Irish Independent

Suspect for Paris terror attacks that killed 130 goes on trial

- David Chazan

HUNDREDS of armed police are guarding the Brussels court where the trial of Salah Abdeslam, the prime suspect behind the November 2015 Paris attacks, opens today after his secret transfer from a prison outside the French capital.

Mr Abdeslam (inset), a French national of Moroccan descent, is being tried on charges of terrorism, possession of weapons and attempted murder during a shoot-out with police in Brussels three days before his arrest in March 2016.

He will face another trial in France at a later date for his alleged role in the Paris attacks that left 130 people dead and hundreds wounded.

During the court hearings in Brussels, Mr Abdeslam (28) is being held at a jail in northern France near the Belgian border from where he can more easily be brought to court by helicopter or road. Hundreds of elite officers will escort him and guard the route.

Another 200 officers are posted inside the court building in case of an attempted attack while security has also reportedly been stepped up across Brussels.

Mr Abdeslam’s capture in Brussels after four months on the run following the slaughter in Paris is believed to have prompted his jihadist cell to bring forward a plan for attacks in the Belgian capital.

He is believed to be the survivor of the 10-man Isil cell that terrorised Paris in 2015, and has refused all pleas to shed light on the attacks.

After nearly three years jailed in isolation and silence, he goes on trial today.

The man who covered for his getaway with a spray of automatic gunfire died.

Mr Abdeslam’s escape was short-lived – he was captured on March 18, 2016, in the same Brussels neighbourh­ood where he and many of his Isil fighter colleagues had grown up.

Four days later, Isil suicide attackers struck again, this time at the Brussels airport and subway.

In all, that sprawling network of Isil fighters killed 162 people in the two European capitals.

Most of the extremists were French speakers, raised in one of the cities they struck. The plot’s execution depended on Isil’s success in uniting crime and religion.

Mr Abdeslam (pictured inset), who along with his brother was suspected of dealing drugs from the bar they ran, is the starkest example of that convergenc­e.

The lines between terrorists and criminals were less clear now than ever, said Peter Neumann, director of the Internatio­nal Centre for the Study of Radicalisa­tion.

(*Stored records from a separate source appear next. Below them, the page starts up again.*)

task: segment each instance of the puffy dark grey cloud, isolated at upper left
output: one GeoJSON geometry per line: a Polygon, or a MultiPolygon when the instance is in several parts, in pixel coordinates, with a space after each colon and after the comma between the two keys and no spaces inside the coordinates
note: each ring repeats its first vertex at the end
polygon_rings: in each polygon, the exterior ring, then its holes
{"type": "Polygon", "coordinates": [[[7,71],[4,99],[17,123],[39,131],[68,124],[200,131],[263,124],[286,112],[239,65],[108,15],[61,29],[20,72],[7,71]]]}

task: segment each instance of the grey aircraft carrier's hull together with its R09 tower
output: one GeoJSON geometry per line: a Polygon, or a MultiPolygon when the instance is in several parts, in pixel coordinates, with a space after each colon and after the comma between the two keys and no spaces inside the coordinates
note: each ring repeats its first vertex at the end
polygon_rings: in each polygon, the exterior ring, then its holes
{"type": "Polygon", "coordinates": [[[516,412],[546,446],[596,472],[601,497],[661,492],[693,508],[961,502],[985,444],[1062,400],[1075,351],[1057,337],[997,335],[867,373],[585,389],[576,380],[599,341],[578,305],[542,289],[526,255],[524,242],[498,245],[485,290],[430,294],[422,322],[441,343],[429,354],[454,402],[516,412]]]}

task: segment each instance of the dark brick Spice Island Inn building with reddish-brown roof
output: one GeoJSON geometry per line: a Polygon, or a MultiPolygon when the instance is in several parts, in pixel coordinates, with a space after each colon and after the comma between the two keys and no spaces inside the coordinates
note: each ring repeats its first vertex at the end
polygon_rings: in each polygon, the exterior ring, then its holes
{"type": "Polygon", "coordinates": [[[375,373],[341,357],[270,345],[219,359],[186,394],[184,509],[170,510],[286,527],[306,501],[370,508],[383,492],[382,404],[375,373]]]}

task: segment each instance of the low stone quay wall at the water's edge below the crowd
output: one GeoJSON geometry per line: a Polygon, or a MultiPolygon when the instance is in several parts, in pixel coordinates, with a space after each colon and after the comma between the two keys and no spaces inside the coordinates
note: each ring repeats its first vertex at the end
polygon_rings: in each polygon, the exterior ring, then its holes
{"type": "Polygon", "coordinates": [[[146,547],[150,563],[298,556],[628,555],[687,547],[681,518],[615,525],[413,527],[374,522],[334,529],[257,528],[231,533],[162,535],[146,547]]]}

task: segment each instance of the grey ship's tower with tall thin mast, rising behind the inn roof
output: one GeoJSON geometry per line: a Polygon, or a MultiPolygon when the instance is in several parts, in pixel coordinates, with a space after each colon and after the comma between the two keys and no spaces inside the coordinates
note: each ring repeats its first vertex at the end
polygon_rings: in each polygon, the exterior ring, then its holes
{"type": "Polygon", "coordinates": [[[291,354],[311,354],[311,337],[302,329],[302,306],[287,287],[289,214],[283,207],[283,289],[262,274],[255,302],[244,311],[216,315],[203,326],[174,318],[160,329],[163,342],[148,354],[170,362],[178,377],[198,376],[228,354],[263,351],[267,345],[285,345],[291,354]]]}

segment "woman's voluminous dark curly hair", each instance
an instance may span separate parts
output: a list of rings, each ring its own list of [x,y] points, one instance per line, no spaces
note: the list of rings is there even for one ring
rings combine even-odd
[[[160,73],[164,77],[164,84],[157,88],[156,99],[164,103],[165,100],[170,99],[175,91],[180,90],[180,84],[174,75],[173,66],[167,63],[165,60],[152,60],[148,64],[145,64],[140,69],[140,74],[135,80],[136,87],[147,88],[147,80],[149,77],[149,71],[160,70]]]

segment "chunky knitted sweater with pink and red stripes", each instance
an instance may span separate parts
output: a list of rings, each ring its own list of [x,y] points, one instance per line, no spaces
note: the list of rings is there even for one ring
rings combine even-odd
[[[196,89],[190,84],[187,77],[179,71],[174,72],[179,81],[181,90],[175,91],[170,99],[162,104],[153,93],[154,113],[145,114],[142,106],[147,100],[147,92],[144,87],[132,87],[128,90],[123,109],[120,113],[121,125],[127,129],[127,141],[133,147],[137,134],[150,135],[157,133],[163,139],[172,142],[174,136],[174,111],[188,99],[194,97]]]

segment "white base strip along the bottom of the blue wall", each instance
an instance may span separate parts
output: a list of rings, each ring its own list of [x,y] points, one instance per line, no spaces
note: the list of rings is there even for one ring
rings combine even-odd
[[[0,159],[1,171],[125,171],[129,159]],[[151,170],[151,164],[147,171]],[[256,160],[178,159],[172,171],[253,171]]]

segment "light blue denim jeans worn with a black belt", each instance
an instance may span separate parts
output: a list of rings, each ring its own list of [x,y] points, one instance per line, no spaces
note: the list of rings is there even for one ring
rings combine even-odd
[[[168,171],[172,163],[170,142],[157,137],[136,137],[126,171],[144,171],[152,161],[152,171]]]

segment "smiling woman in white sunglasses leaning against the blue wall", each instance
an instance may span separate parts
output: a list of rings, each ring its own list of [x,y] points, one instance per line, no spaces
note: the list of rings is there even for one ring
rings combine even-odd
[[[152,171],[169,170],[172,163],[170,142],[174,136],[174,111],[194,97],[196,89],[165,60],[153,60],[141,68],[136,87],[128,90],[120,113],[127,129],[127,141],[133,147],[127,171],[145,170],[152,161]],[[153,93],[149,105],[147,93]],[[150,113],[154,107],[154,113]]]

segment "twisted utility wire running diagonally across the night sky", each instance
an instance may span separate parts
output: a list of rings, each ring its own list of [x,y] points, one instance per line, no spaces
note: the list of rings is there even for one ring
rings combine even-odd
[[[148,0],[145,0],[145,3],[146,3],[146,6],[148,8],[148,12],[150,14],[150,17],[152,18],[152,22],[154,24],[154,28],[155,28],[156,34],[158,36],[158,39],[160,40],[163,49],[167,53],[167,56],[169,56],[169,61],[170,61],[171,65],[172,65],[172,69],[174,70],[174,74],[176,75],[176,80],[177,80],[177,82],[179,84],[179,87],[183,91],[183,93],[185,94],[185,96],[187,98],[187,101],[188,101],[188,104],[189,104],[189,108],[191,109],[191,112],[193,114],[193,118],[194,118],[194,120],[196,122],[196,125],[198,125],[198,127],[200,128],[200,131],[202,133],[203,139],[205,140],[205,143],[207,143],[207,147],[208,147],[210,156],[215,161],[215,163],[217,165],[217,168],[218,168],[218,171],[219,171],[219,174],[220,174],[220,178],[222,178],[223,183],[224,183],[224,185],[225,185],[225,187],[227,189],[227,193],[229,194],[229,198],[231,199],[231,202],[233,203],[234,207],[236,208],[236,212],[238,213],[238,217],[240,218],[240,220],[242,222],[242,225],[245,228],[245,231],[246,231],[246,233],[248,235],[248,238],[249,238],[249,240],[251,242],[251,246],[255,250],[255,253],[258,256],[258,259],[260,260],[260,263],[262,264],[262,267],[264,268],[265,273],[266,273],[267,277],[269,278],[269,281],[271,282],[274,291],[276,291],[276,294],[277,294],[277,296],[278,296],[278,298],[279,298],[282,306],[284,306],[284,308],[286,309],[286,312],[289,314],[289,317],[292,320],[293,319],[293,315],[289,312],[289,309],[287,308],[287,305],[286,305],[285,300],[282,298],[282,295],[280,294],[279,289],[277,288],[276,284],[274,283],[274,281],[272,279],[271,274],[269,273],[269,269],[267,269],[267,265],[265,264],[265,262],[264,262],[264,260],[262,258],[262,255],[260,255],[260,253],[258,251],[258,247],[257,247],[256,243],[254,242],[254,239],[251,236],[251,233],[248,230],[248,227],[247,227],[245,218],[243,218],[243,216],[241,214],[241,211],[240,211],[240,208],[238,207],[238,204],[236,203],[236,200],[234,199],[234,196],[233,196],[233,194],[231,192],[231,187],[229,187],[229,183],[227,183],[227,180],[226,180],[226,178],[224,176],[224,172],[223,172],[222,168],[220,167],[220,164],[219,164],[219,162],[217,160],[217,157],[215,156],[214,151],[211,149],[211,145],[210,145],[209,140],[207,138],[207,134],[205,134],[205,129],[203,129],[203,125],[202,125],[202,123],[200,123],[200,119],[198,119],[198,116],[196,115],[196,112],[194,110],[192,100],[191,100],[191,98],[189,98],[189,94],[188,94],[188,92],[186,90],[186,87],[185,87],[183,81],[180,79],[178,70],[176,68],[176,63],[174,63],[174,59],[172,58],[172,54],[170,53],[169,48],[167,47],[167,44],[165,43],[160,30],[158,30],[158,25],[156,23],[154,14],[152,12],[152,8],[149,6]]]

“Isil is perhaps the first jihadist group that has explicitly targeted this demographi­c, and they’ve done it very consciousl­y and especially in Europe,” he said. “What we saw in Brussels and Paris – this is not an isolated case. This is actually reflecting the situation across Europe. If you go to Sweden, Norway, Holland, Germany, they will all tell you that 50pc plus of the people who have turned up traveling to Syria or involved in domestic plots have previous criminal conviction­s, often for petty crime.”

Belgian police raided Mr Abdeslam’s Brussels hideout on March 15, 2016, but he escaped through a window over the rooftops.

He was traced to a cousin’s apartment on March 18, 2016, near his Molenbeek home. Still more members of the cross-border Isil cell struck Brussels on March 22, 2016, including the bomb-maker for both attacks. Thirty-two people were killed in Brussels, along with three suicide attackers.

Mr Abdeslam has been imprisoned ever since. This week’s trial marks the first time he has been seen in public since his capture.

According to the French radio network France Inter, Mr Abdeslam stored a message in his computer similar to the farewells written by other jihadis ahead of suicide attacks.

In it, France Inter reported, he said his suicide belt malfunctio­ned in Paris and that he dreamed of going to Syria.